翌日、8:45からの授業開始時間にはパジャマを着替えマスク(?)までした小四が神妙な面持ちで机のタブレットに向かっていた。

高三から入学書類を郵送したいので、切手はあるか?と聞かれる。
切手を渡したが、なにやらゴソゴソと切手をいじくっている。
「うまく剥がれないんだけど」
「?」 
切手はシールだと思っていたみたいで、裏面を舐めるか水をつけることを知らなかったようだ。
おそらく手紙を書いたことはないのだろう、だから切手を使ったこともない。
メール、ライン、メッセンジャー・・・無料のツールが周りにあればわざわざ手紙を書くこともない。 そういえば、僕だって手紙を書いて送ることは滅多にない、とはいえ切手の使い方は知っているけれど。

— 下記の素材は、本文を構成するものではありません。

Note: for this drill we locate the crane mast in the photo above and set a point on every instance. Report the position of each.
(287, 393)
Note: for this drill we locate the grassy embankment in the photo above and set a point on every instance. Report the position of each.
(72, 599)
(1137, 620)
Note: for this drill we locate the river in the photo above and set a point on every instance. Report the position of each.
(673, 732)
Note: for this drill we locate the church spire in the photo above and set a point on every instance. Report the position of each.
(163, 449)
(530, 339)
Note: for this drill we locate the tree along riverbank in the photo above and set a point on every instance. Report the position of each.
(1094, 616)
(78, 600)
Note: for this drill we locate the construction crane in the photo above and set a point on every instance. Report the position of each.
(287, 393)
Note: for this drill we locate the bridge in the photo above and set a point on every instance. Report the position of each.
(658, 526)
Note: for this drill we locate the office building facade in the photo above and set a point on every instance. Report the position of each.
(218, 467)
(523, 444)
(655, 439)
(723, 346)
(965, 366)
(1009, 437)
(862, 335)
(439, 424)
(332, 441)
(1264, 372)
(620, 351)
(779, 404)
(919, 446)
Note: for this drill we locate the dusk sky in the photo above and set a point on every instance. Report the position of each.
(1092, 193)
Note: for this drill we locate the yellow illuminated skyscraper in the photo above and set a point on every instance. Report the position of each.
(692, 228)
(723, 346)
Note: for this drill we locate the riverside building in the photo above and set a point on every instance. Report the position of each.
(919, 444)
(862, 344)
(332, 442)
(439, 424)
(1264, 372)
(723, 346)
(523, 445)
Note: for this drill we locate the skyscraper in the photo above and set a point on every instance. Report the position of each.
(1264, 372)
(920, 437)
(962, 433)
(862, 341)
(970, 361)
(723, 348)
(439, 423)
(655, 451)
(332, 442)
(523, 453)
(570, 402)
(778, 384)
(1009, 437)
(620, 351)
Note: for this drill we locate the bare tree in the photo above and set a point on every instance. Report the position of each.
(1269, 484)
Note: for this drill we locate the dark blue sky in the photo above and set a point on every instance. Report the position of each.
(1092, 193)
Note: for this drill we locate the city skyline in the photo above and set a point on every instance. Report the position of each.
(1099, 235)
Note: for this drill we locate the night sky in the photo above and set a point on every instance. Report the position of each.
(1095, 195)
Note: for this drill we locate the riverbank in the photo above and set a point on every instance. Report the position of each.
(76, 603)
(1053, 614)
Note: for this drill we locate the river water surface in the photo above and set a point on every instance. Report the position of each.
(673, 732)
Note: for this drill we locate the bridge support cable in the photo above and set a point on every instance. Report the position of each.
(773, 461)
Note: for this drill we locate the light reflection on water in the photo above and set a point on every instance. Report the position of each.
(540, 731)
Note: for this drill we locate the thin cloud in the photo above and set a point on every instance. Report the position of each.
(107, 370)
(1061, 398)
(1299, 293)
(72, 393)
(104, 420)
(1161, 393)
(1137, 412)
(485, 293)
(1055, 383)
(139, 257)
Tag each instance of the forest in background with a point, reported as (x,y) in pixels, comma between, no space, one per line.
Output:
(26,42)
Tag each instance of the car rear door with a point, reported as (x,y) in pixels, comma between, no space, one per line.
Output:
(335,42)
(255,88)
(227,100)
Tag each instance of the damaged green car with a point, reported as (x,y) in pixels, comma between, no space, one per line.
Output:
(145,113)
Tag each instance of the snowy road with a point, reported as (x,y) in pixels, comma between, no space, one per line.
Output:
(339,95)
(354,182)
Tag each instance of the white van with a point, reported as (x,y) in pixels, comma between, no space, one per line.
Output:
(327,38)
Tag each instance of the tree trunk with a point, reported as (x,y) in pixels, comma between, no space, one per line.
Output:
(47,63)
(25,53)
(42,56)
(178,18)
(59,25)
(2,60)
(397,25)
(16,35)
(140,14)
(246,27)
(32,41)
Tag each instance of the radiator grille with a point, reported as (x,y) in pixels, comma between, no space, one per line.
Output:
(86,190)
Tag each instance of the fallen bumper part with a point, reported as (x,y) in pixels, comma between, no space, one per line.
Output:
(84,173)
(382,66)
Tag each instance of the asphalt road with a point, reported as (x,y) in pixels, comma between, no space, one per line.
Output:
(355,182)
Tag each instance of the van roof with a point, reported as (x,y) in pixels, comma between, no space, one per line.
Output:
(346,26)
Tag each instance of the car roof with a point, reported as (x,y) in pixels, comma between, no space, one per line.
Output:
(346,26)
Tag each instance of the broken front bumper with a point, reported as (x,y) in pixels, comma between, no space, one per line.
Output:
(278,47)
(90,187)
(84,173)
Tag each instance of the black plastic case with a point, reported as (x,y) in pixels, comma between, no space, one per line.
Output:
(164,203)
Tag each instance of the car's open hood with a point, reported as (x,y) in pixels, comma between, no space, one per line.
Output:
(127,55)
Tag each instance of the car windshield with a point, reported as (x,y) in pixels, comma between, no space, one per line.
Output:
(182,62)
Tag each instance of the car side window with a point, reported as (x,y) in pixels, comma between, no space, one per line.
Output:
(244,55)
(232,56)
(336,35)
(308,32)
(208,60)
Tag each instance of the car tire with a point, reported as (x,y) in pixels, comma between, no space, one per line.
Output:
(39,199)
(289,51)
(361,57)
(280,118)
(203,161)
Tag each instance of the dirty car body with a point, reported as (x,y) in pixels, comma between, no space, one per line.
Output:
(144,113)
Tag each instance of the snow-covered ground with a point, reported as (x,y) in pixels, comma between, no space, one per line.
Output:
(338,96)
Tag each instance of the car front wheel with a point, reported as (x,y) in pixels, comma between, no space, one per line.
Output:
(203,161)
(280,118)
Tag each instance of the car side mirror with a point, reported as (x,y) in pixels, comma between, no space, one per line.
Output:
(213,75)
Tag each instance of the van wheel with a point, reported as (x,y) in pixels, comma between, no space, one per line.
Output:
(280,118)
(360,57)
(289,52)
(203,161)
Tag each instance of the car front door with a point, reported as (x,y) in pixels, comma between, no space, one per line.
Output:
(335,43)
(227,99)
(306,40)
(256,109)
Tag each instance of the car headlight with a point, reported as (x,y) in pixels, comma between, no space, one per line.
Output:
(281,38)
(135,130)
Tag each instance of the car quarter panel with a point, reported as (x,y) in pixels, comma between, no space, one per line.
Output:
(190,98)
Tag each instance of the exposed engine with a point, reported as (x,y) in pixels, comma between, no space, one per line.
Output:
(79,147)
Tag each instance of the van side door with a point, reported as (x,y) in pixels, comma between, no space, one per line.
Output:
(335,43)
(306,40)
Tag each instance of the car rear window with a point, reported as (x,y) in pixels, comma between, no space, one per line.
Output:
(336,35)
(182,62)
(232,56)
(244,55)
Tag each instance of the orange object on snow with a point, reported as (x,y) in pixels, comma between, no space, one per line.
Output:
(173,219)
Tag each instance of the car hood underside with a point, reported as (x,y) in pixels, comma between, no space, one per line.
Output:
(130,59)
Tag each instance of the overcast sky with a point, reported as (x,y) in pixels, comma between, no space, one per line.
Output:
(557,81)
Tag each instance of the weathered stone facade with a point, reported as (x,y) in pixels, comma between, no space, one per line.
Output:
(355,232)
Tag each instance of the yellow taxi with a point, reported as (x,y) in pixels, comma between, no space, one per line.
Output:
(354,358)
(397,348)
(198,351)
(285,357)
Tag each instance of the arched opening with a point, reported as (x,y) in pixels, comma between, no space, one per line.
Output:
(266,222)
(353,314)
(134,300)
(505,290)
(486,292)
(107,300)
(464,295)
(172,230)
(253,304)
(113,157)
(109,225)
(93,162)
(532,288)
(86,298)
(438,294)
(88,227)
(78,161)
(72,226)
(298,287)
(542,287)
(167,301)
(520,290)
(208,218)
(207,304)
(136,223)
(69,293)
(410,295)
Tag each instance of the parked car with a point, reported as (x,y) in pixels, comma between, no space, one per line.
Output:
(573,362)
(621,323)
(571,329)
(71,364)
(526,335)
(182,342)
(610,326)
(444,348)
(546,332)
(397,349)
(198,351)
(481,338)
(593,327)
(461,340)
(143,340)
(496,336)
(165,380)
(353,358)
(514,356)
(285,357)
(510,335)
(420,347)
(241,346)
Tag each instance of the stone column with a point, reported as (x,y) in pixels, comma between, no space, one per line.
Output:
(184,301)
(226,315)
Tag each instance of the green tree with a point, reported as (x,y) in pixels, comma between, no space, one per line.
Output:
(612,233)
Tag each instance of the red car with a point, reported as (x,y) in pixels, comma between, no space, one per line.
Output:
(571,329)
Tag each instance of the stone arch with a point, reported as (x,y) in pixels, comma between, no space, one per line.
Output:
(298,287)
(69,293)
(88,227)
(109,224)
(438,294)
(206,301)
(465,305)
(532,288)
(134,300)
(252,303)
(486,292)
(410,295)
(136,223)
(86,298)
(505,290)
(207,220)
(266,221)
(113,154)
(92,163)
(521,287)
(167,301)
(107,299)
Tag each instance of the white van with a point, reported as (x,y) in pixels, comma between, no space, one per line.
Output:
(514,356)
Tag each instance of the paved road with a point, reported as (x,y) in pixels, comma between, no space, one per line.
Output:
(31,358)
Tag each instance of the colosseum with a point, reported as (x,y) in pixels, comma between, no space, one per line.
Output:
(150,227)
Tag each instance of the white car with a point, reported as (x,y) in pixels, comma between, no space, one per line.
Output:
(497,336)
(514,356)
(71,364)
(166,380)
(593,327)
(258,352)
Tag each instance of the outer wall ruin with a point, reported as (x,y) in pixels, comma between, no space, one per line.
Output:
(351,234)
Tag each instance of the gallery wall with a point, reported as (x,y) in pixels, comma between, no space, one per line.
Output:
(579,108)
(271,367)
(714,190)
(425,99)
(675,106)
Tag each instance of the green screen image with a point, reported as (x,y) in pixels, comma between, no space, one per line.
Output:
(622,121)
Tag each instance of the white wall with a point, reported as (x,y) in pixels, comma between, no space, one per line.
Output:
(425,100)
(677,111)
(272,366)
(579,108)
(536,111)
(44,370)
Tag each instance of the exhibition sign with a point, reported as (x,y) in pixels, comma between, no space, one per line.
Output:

デジタルツールの普及を有難く思う一方で、アナログ製品が歴史になりつつあることに寂しさを感じる 今日である。

付録【猫舌】
小四が猫舌だということを知らなかった、それもかなり極端な猫舌だ。
スープ、みそ汁、お茶は勿論 炊きあがり白米も受け付けないことを、この三カ月で目にした。
小四が「熱っ、アツッ、あつっ、ハッ」という時の表情にどこか見覚えがあった。
そうだ、岡田准一さんが演じている殺し屋ファブル、常識がなく絵が下手で猫舌のコミカルな設定だ。
ファブルが熱いものを食べた時のリアクションが、小四のそれとそっくりなのだ。
おかげで岡田さんの役者魂を垣間見た、そして可愛い猫舌アクションを期待してちょっとだけ暖かい食事を用意する 今日である。